The announcement of the USD114 million deal came as Hungary’s Prime Minister Viktor Orbán and US President Donald Trump held talks in which, Orbán said, they “did not find a single essential issue on which our countries disagreed”.

A memorandum of understanding, the White House said, “signals our intent to start negotiations to facilitate cooperation across the civil nuclear industry, including small modular reactors and spent fuel storage.The United States and Hungary are collaborating to make Budapest a hub of the emerging Central European SMR market, deploying market-leading US nuclear innovation to jumpstart a new transatlantic industry.  Hungary signaled it intends to support construction of up to 10 SMRs with a potential value of up to USD20 billion”.

Károly Mátrai, CEO of MVM Group, said: “Our agreement with Westinghouse is a clear response to today’s energy challenges … will make the operation of Paks Nuclear Power Plant safer and more flexible. The diversified fuel procurement reduces external exposures, provides predictability and affordable energy for families and corporate customers.”

Tarik Choho, Westinghouse Nuclear Fuel President, said: “We look forward to delivering Westinghouse VVER fuel to Paks and to work with Hungary on its fuel diversification goals. With this contract, we now serve all VVER operators in Europe and Ukraine, helping them increase their security of supply.”

In the past, fuel for the VVER reactors has been supplied by Russia. However Westinghouse has been increasing its customer base for VVER fuel, including in Ukraine, the Czech Republic, Bulgaria and Finland. As part of its diversification strategy Hungary is also due to get VVER-440 fuel supplies from France’s Framatome from 2027.

According to the official government About Hungary news service the US also agreed to exempt Hungary from any energy-related Russian sanctions affecting, or potentially affecting, the Paks II nuclear power plant project.

The Paks plant, 100 kilometres south of Budapest, currently comprises four Russian-supplied VVER-440 pressurised water reactors, which started up between 1982 and 1987.

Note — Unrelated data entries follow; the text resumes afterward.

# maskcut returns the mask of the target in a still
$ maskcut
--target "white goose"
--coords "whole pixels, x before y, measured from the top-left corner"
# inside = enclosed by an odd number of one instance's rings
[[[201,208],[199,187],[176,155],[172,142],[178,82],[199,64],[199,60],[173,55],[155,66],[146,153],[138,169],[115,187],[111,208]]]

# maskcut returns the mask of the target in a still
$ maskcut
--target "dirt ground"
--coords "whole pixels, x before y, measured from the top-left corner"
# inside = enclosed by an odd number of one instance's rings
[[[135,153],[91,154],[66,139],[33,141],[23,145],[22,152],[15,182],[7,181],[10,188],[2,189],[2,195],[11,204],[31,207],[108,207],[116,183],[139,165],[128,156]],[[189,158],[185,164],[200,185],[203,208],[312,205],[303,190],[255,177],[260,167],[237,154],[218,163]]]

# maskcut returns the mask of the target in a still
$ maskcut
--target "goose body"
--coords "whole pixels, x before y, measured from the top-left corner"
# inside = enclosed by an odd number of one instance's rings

That plant is set to be expanded with the Paks II project – an inter-governmental agreement was signed in early 2014 for Russian enterprises and their international subcontractors to supply two VVER-1200 reactors at Paks as well as a Russian state loan of up to EUR10.0 billion (USD10.5 billion) to finance 80% of the project. First concrete on the first new unit is expected to be poured in February 2026.